February proved to be a month of contrasting forces, with markets navigating a combination of geopolitical developments, sector rotations and encouraging economic data. While headline performance across major asset classes was broadly positive, underlying conditions remained volatile, with dispersion rising across regions, sectors, and investment styles.


🌍 Macro & Market Overview


Markets contended with several significant crosscurrents. The US Supreme Court ruled against using the International Economic Emergency Powers Act to justify the reciprocal tariffs planned for April 2025, reducing a key source of policy uncertainty. Toward month‑end, geopolitical tensions escalated as the US and Iran entered armed conflict. As hostilities commenced after markets had closed for February, the market impact will materialise in March.


Despite heightened geopolitical risks, the economic backdrop improved. Global business surveys continued to signal broadening expansion, while inflation moderated across the US, UK, and Japan. This combination of healthier growth and easing inflation placed downward pressure on bond yields and supported a wider range of risk assets.

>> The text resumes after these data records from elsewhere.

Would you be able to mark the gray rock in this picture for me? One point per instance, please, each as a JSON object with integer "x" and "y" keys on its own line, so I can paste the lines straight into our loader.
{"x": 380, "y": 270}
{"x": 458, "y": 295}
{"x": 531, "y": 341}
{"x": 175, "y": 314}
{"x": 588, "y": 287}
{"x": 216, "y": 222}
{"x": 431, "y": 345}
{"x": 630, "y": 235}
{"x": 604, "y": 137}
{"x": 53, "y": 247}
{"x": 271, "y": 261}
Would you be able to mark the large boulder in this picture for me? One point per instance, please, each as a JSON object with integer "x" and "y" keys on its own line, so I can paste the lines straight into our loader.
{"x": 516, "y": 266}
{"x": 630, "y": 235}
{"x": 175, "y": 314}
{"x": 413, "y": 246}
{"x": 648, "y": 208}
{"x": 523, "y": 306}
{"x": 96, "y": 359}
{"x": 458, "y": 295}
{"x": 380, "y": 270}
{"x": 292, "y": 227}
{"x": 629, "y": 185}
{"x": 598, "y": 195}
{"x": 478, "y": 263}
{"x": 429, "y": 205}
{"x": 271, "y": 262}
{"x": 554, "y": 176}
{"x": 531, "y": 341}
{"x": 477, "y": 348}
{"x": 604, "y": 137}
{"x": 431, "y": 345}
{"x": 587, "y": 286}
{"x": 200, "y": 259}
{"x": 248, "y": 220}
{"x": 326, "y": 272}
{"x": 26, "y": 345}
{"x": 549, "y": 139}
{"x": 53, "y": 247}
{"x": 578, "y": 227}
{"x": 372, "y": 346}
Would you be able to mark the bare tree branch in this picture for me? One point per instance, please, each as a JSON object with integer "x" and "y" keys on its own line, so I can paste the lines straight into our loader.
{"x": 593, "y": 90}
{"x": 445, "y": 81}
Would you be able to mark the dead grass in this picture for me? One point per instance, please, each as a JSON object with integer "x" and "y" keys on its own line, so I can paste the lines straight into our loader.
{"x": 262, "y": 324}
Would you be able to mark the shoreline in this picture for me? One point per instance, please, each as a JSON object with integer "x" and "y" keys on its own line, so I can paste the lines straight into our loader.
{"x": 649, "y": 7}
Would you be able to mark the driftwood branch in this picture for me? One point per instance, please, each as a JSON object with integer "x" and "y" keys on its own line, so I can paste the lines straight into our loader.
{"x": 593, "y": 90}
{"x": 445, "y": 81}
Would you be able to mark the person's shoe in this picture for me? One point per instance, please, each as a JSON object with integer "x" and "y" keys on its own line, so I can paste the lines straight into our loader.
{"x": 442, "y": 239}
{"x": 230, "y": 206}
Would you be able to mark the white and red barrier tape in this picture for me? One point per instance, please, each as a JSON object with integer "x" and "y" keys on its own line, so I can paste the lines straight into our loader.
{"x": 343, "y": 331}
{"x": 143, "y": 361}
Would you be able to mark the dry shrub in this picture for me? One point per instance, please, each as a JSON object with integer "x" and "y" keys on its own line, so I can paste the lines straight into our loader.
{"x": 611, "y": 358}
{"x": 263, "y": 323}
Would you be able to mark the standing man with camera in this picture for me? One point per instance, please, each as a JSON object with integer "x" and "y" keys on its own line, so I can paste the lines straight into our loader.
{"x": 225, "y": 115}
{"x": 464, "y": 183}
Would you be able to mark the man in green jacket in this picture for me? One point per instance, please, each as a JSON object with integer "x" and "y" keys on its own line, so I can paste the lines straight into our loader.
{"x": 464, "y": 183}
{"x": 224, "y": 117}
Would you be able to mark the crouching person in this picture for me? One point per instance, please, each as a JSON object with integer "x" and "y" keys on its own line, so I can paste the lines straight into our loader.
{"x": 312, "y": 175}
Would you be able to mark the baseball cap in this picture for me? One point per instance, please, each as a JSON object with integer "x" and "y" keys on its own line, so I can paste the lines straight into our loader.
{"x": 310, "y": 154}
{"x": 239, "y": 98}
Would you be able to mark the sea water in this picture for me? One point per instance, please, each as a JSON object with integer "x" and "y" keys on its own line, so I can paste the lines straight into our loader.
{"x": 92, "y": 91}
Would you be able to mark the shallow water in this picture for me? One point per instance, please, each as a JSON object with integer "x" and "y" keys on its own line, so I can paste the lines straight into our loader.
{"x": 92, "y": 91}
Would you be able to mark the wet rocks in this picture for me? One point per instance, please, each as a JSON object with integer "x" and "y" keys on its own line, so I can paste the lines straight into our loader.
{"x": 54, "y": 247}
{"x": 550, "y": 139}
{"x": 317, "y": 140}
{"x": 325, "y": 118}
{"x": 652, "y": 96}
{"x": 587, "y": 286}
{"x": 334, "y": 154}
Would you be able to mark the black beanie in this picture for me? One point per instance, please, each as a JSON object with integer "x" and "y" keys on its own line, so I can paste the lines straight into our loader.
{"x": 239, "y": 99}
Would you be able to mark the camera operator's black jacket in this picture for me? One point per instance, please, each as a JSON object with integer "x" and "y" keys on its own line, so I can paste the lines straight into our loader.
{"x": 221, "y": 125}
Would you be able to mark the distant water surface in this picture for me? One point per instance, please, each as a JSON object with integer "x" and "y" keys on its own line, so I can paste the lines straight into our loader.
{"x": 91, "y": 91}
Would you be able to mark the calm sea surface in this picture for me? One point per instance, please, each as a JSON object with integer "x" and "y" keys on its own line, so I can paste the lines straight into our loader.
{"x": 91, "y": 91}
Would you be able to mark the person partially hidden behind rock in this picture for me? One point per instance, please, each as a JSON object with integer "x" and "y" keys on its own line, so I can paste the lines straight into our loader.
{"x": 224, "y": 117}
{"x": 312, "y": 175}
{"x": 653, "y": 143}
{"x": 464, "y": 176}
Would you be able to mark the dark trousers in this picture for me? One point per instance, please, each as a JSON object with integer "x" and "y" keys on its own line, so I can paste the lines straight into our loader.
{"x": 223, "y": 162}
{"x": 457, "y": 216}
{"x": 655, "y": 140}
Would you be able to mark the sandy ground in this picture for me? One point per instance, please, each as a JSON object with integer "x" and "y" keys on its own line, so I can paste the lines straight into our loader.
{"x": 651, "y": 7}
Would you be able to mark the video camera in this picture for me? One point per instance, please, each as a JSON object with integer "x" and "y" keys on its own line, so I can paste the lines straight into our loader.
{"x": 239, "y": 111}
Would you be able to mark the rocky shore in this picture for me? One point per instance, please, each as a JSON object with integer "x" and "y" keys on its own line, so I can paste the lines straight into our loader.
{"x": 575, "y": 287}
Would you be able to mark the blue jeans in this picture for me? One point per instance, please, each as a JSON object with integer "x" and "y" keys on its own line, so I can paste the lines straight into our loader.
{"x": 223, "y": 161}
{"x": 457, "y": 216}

📈 Equities – Leadership Continues to Broaden


Equity markets experienced further rotation away from US mega‑cap technology companies. Despite another strong US earnings season, investor concerns over the return on rising AI‑related capital expenditure weighed on hyperscalers. Their scale exerted a meaningful drag on global growth‑style equities, which returned –1.6%.


This shift in leadership benefited a range of value‑oriented and cyclical sectors:


  • Asian manufacturers gained from rising expectations for AI infrastructure investment.

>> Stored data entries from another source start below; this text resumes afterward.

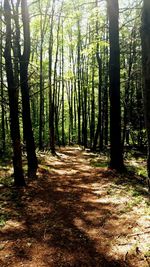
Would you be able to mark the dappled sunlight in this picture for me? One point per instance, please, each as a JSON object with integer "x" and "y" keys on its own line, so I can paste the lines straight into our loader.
{"x": 75, "y": 215}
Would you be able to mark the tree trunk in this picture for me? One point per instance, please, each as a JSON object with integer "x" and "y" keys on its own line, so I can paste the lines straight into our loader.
{"x": 13, "y": 102}
{"x": 145, "y": 37}
{"x": 116, "y": 157}
{"x": 24, "y": 61}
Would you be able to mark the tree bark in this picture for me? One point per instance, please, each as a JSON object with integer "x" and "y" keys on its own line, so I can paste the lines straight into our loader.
{"x": 24, "y": 62}
{"x": 13, "y": 102}
{"x": 116, "y": 157}
{"x": 145, "y": 38}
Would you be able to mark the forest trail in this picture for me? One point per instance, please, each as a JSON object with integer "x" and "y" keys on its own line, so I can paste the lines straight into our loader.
{"x": 74, "y": 214}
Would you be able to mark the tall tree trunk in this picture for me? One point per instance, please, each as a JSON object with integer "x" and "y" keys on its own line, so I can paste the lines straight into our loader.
{"x": 116, "y": 157}
{"x": 24, "y": 61}
{"x": 3, "y": 135}
{"x": 51, "y": 102}
{"x": 145, "y": 37}
{"x": 13, "y": 102}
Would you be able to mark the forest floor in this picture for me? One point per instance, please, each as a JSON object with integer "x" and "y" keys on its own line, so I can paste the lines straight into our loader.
{"x": 78, "y": 213}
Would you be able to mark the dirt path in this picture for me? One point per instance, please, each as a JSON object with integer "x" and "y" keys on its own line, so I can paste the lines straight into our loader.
{"x": 73, "y": 215}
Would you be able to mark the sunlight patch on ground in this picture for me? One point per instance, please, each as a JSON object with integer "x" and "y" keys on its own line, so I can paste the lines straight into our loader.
{"x": 13, "y": 225}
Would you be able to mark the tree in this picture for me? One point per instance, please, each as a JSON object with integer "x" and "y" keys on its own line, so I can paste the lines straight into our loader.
{"x": 116, "y": 157}
{"x": 13, "y": 101}
{"x": 26, "y": 114}
{"x": 145, "y": 37}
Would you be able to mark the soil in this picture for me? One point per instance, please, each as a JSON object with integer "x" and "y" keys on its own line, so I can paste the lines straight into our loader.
{"x": 75, "y": 214}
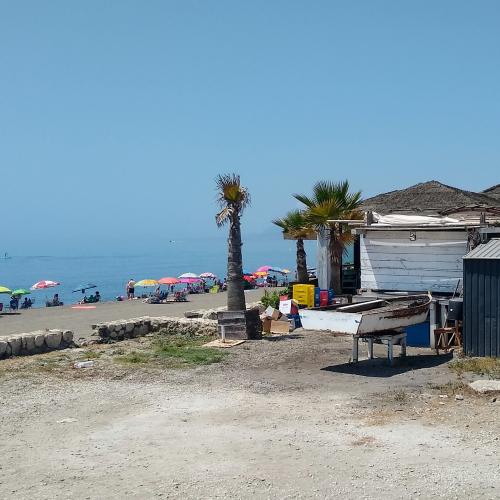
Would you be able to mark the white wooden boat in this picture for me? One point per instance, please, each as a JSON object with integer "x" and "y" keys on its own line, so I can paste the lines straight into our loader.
{"x": 367, "y": 318}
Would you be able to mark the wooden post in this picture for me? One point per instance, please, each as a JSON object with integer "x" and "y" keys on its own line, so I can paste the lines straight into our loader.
{"x": 324, "y": 261}
{"x": 355, "y": 346}
{"x": 433, "y": 324}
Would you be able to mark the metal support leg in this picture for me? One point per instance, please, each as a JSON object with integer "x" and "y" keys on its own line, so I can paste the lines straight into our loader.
{"x": 370, "y": 348}
{"x": 390, "y": 351}
{"x": 355, "y": 345}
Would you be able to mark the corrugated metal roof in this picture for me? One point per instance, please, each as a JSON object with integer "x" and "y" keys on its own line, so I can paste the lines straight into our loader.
{"x": 490, "y": 250}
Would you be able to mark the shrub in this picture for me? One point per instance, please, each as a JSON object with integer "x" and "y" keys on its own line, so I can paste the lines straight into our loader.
{"x": 272, "y": 298}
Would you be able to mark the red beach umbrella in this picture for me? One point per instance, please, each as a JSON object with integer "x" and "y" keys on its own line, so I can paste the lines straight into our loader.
{"x": 40, "y": 285}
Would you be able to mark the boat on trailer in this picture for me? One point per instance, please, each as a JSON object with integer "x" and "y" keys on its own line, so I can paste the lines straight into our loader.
{"x": 370, "y": 317}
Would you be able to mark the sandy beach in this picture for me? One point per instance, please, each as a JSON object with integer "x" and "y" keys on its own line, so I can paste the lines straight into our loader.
{"x": 80, "y": 320}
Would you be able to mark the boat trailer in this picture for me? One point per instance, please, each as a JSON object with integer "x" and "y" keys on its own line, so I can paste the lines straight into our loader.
{"x": 390, "y": 338}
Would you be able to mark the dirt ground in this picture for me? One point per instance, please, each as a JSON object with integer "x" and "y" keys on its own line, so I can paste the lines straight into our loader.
{"x": 285, "y": 417}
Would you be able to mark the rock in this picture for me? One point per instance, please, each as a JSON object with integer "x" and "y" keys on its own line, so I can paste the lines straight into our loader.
{"x": 39, "y": 338}
{"x": 485, "y": 386}
{"x": 143, "y": 330}
{"x": 68, "y": 336}
{"x": 53, "y": 339}
{"x": 15, "y": 343}
{"x": 28, "y": 340}
{"x": 193, "y": 314}
{"x": 67, "y": 421}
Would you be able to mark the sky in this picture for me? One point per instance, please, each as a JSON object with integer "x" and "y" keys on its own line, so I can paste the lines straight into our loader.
{"x": 116, "y": 116}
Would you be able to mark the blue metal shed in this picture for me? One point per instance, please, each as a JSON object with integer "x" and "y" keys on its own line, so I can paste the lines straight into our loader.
{"x": 481, "y": 328}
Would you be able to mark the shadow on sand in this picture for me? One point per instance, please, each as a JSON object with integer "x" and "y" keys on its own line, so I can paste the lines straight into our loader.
{"x": 378, "y": 367}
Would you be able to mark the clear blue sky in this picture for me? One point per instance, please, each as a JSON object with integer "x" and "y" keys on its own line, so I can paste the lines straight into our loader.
{"x": 115, "y": 116}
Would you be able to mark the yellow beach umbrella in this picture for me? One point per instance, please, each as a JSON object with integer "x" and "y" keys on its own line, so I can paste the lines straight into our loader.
{"x": 146, "y": 283}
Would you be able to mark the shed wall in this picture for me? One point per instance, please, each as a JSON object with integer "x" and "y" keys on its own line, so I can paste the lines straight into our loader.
{"x": 390, "y": 260}
{"x": 482, "y": 307}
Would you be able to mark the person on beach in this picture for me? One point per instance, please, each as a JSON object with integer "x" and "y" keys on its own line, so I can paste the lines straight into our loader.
{"x": 130, "y": 289}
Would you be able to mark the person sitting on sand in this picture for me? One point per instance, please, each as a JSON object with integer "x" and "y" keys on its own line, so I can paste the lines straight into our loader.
{"x": 130, "y": 289}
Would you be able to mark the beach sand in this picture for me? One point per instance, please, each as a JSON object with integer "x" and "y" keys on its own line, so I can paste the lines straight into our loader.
{"x": 80, "y": 320}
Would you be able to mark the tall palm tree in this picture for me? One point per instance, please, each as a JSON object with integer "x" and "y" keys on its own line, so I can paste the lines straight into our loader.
{"x": 233, "y": 198}
{"x": 295, "y": 225}
{"x": 333, "y": 201}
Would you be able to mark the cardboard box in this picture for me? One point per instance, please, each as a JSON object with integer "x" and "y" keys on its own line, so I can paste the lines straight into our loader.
{"x": 289, "y": 307}
{"x": 272, "y": 313}
{"x": 266, "y": 325}
{"x": 280, "y": 326}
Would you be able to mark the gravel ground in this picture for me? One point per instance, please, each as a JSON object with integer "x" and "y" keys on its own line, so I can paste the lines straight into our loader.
{"x": 285, "y": 417}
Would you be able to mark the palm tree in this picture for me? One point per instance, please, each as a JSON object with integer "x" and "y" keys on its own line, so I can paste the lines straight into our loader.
{"x": 333, "y": 201}
{"x": 295, "y": 225}
{"x": 233, "y": 198}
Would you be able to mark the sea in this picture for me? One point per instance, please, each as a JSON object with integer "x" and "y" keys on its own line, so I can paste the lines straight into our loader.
{"x": 111, "y": 272}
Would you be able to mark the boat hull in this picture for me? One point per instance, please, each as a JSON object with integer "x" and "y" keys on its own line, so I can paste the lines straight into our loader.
{"x": 363, "y": 323}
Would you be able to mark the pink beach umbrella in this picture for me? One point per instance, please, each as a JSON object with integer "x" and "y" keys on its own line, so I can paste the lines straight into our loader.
{"x": 168, "y": 281}
{"x": 208, "y": 275}
{"x": 263, "y": 269}
{"x": 40, "y": 285}
{"x": 188, "y": 275}
{"x": 190, "y": 281}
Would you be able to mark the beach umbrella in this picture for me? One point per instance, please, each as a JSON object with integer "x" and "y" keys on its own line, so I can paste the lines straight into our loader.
{"x": 82, "y": 288}
{"x": 147, "y": 283}
{"x": 40, "y": 285}
{"x": 263, "y": 269}
{"x": 260, "y": 274}
{"x": 168, "y": 281}
{"x": 188, "y": 275}
{"x": 208, "y": 275}
{"x": 190, "y": 281}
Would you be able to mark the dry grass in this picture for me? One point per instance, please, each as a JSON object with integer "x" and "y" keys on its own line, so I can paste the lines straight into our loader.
{"x": 489, "y": 367}
{"x": 116, "y": 360}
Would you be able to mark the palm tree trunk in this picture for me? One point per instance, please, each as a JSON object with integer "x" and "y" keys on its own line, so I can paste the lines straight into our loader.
{"x": 336, "y": 256}
{"x": 235, "y": 289}
{"x": 302, "y": 275}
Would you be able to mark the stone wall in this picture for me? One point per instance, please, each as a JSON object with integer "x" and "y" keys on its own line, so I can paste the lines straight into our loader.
{"x": 24, "y": 344}
{"x": 138, "y": 327}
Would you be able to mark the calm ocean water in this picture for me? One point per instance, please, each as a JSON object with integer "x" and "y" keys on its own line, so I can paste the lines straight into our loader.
{"x": 111, "y": 272}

  • Latin American raw material exporters outperformed.

  • Emerging markets delivered 5.5%, significantly outperforming developed markets.


Falling bond yields and broadening growth momentum supported small‑cap equities and real estate, both of which outperformed large‑cap indices. Japanese small caps were the global standout, while European real estate outperformed relative to global peers.

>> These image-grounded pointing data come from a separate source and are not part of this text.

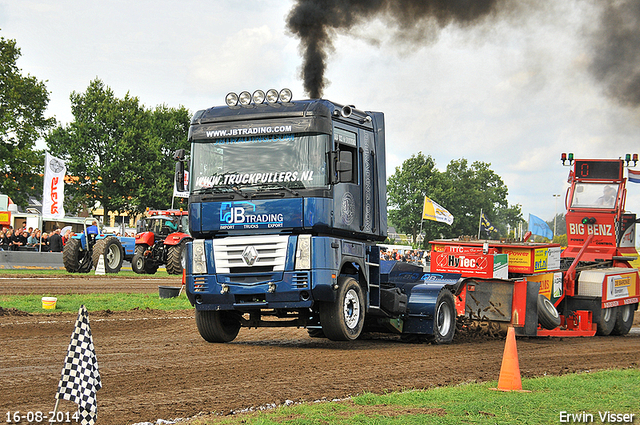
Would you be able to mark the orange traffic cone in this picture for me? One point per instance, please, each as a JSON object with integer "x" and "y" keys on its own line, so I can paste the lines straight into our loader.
{"x": 510, "y": 370}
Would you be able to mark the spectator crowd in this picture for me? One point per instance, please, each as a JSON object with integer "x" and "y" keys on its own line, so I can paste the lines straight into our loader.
{"x": 23, "y": 239}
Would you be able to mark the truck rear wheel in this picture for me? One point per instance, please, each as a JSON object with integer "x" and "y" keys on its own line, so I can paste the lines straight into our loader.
{"x": 444, "y": 320}
{"x": 75, "y": 259}
{"x": 111, "y": 249}
{"x": 218, "y": 326}
{"x": 548, "y": 316}
{"x": 174, "y": 258}
{"x": 607, "y": 321}
{"x": 624, "y": 319}
{"x": 343, "y": 320}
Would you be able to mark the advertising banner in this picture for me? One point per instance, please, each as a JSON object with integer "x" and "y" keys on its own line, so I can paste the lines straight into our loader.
{"x": 53, "y": 188}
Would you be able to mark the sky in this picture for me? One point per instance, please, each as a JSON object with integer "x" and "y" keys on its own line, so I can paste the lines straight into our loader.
{"x": 515, "y": 91}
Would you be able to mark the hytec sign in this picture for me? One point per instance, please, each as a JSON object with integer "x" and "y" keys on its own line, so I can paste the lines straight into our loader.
{"x": 470, "y": 264}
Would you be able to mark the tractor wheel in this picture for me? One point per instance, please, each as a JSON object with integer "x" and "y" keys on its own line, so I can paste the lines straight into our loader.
{"x": 548, "y": 316}
{"x": 607, "y": 321}
{"x": 624, "y": 319}
{"x": 72, "y": 255}
{"x": 111, "y": 249}
{"x": 174, "y": 258}
{"x": 343, "y": 320}
{"x": 218, "y": 326}
{"x": 137, "y": 263}
{"x": 444, "y": 320}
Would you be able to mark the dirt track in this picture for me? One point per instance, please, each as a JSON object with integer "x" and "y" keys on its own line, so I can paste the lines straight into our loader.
{"x": 154, "y": 364}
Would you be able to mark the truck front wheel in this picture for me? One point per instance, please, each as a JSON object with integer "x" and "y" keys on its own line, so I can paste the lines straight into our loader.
{"x": 444, "y": 320}
{"x": 624, "y": 319}
{"x": 343, "y": 320}
{"x": 218, "y": 326}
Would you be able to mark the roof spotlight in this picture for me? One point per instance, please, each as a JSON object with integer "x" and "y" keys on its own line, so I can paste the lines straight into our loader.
{"x": 231, "y": 99}
{"x": 258, "y": 97}
{"x": 272, "y": 95}
{"x": 285, "y": 95}
{"x": 245, "y": 98}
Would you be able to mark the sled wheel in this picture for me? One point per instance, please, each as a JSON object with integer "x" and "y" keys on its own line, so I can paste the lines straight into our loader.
{"x": 218, "y": 326}
{"x": 137, "y": 263}
{"x": 343, "y": 320}
{"x": 548, "y": 316}
{"x": 72, "y": 255}
{"x": 624, "y": 319}
{"x": 111, "y": 249}
{"x": 444, "y": 320}
{"x": 174, "y": 258}
{"x": 607, "y": 321}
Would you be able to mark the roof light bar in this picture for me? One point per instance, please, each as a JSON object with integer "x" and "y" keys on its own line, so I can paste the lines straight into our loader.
{"x": 258, "y": 97}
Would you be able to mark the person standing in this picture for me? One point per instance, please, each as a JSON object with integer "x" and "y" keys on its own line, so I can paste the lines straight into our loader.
{"x": 55, "y": 241}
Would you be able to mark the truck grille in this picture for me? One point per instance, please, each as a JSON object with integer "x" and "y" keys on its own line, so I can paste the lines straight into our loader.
{"x": 264, "y": 253}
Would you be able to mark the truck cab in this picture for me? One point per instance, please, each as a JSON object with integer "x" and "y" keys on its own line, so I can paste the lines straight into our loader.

Regional Equity Highlights


United States

The S&P 500 was the weakest major market in February, returning –0.9%. AI fears were two‑fold: questions over capex efficiency and concerns about broader sector disruption. Software companies were particularly affected, as investors reassessed the resilience of the software‑as‑a‑service model. Financials were also pressured amid concerns about private credit managers’ software exposure. By contrast, materials, utilities and energy benefitted from a rotation into asset‑heavy sectors poised to gain from AI infrastructure build‑out.


Japan

Markets reacted positively to Prime Minister Sanae Takaichi’s snap election victory, which delivered the first two‑thirds supermajority since the Second World War. Investors increased expectations for additional fiscal stimulus, propelling the Nikkei 225 to a 10.4% return, the strongest of any major regional market.


United Kingdom

UK equities generated a strong 6.7% return, supported by large‑cap constituents with favourable sector exposure to energy and value‑oriented industries benefiting from the global rotation. The domestically focused FTSE 250 rose 2.3%.


💵 Fixed Income – Lower Yields Support High‑Quality Bonds


As geopolitical and AI‑related risks rose, investor demand for high‑quality fixed income increased:


  • Global developed market government bonds: +1.2%

  • Emerging market local‑currency debt: +1.4%


Investment‑grade credit posted 0.8% returns. Concerns persisted around private credit’s software exposure, though spillovers into public credit were contained. Spreads widened moderately (investment grade by 10 bps; high yield by 21 bps).


🛢️ Commodities – Precious Metals Rebound Strongly


Commodities returned 1.1% over the month.


  • Precious metals rebounded with a sharp 12.4% rise following January’s correction.

  • Energy commodities weakened on higher US inventory levels, although oil prices spiked at the start of March after markets reopened following the US–Iran escalation.


✔️ Conclusion – Positive Outcomes Amid Deepening Divergence


February was broadly constructive for investors, with most asset classes generating positive returns. Growth is widening across regions and sectors, supporting a more diversified return environment. However, beneath the positive surface, dispersion is clearly increasing between styles, regions, sectors, and even within technology itself.


As geopolitical developments already drive sharp market moves in early March, we expect a continued environment characterized by both broader growth and heightened volatility.